Is there another files to post , say me what....


----------



## mefizto (Jun 26, 2019)

Hi cyrille,

thank you, that is a thorough document.

Kindest regards,

M


----------



## Geezer (Aug 21, 2019)

*Lenovo Z51-70*
CPU: Intel(R) Core(TM) i5-5200U CPU @ 2.20GHz (2194.96-MHz K8-class CPU)
real memory  = 16384 MB

FreeBSD 12.0-RELEASE-p9  UEFI ZFS Geli

Previously used 11.2 and never got everything working, but in 12 makes a very nice portable workstation.

X: Intel HD Graphics 5500 using scfb driver and AMD Venus XTX Radeon HD 8890M using modesetting.
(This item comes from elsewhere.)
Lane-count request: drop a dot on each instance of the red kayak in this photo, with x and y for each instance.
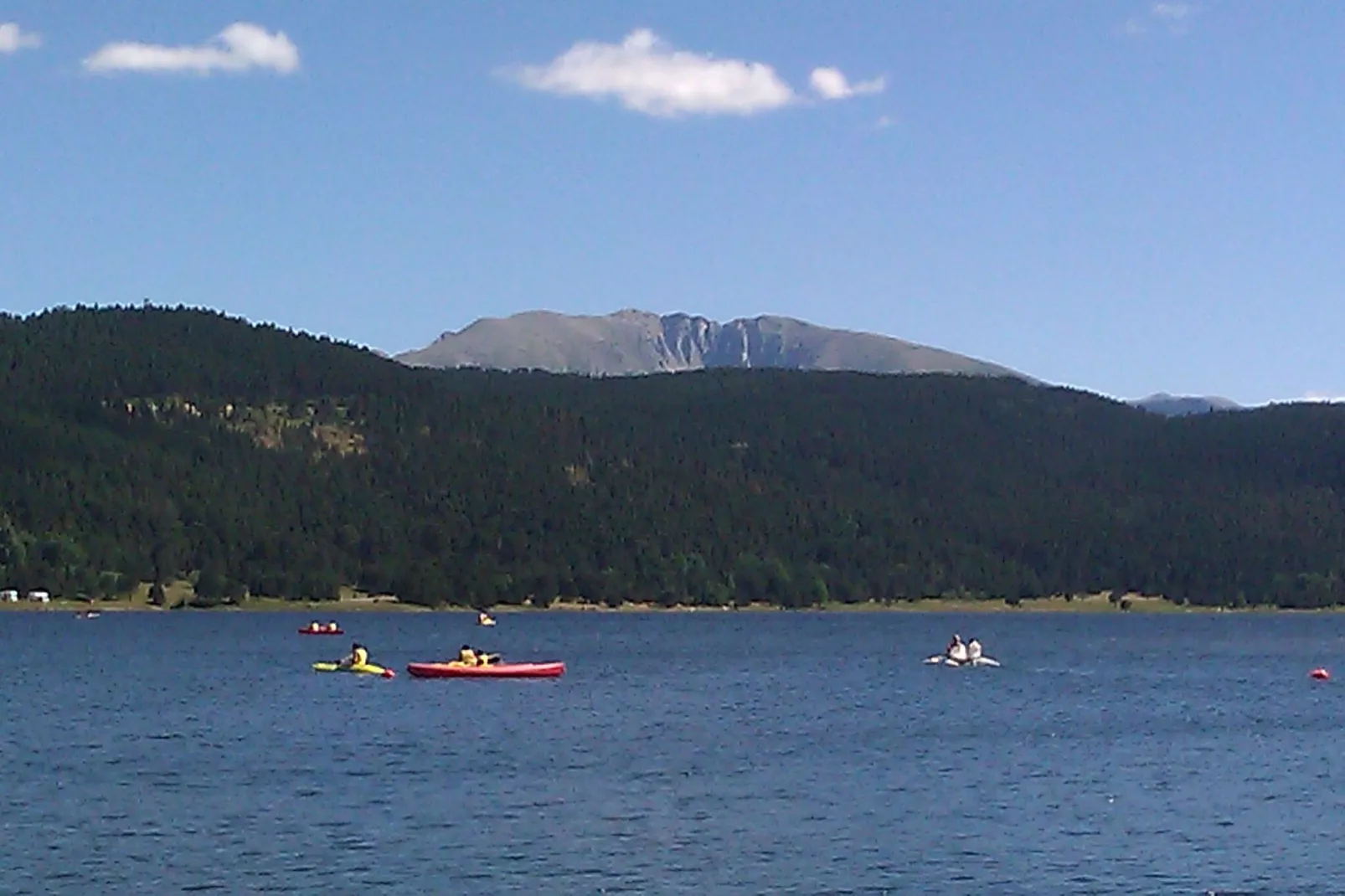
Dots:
(498, 670)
So far, not got radeon driver working.
Xfce looks really nice.

Wireless: iwm 

Virtualization: Bhyve works well and can gets a demostrable windows 10.

Webcam: cuse4bsd

Sleep/resume: Don't know, the machine is either on or off.
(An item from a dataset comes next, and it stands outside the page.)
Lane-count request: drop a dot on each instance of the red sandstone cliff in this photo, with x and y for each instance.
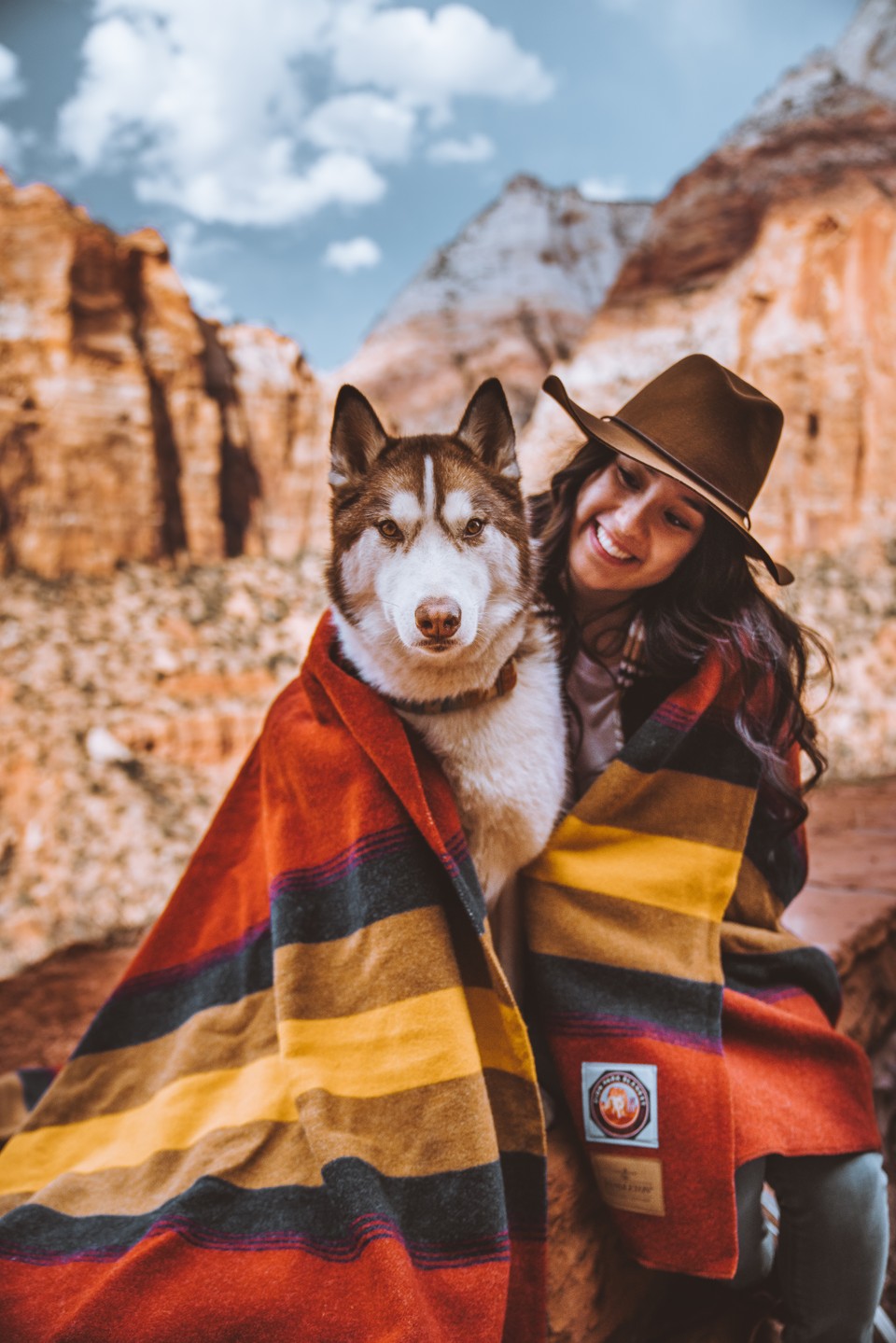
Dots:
(129, 427)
ACPI: acpi_ibm_load and acpi_video_load, don't seem to do anything, so I cannot change the screen brightness.

Pretty much everything else works and it is quite pleasant to use.


----------



## drhowarddrfine (Aug 21, 2019)

Don't know if I'm being helpful here but I'm running FreeBSD 12.0-RELEASE on a Dell Inspiron 1720. 
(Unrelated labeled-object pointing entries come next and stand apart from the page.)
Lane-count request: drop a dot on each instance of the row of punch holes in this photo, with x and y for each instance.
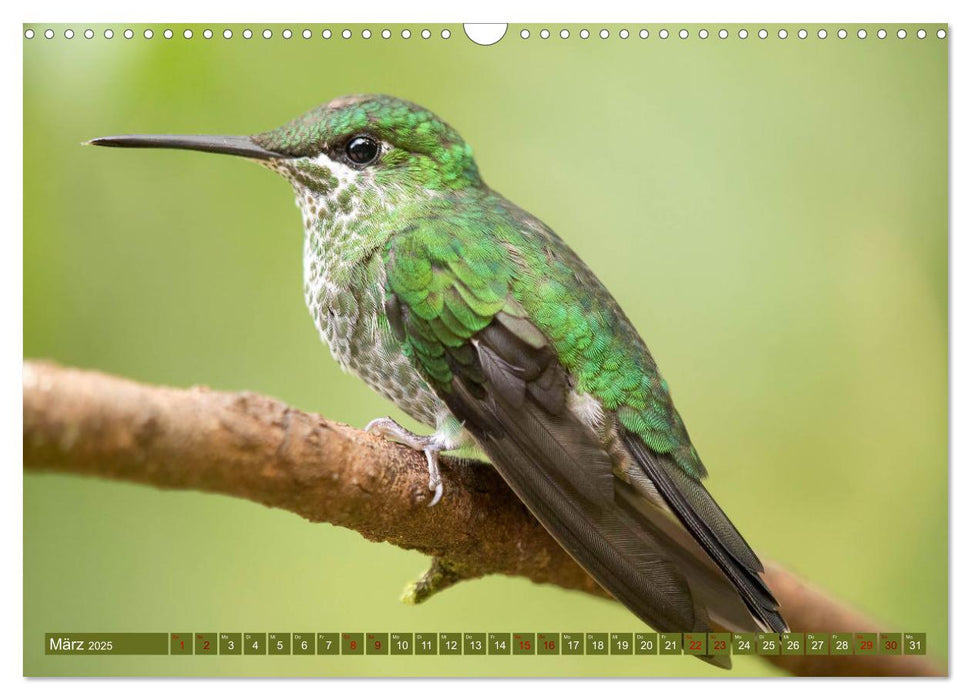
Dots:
(487, 34)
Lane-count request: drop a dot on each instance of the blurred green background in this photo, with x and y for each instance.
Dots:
(771, 214)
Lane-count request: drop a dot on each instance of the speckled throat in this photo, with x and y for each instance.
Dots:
(348, 218)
It's running nginx, wordpress and just about anything I've thrown at it but I haven't put any desktop software on it.


----------



## badbrain (Aug 21, 2019)

drhowarddrfine said:


> Don't know if I'm being helpful here but I'm running FreeBSD 12.0-RELEASE on a Dell Inspiron 1720.
> 
> It's running nginx, wordpress and just about anything I've thrown at it but I haven't put any desktop software on it.


Most of us are desktop users so try if a full desktop system is possible.


----------



## tojil (Mar 9, 2020)

It seems nobody has mentioned Sony VAIO VPCEB390X here yet!

I got this laptop from a friend (that is not using it anymore). It was originally bought in USA.

It has pretty much the default configuration for such model...

Intel Pentium P6100 @ 2.00GHz
Hard Disk 500GB
RAM 4GB (2x2048MB DDR3)
Integrated audio and video
(... can add more info later[?])

Pretty much everything (audio, video, wireless, touchpad...) WORKS out of the box with FreeBSD 12.1-RELEASE. For video, in my case (Ironlake), seems to be a good idea to install the intel driver later, though.

*EDIT: although the touchpad WORKS, it is NOT recognized as such by any Desktop Environment (DE)* I've tried (and I tried at least 6 of the most known/used ones) - i.e. I could NOT change settings for the touchpad (some even say NO TOUCHPAD WAS FOUND). In KDE5/Plasma, it seems I got the faster touchpad I wanted by playing with mouse settings (what did NOT happend the same way in other DEs).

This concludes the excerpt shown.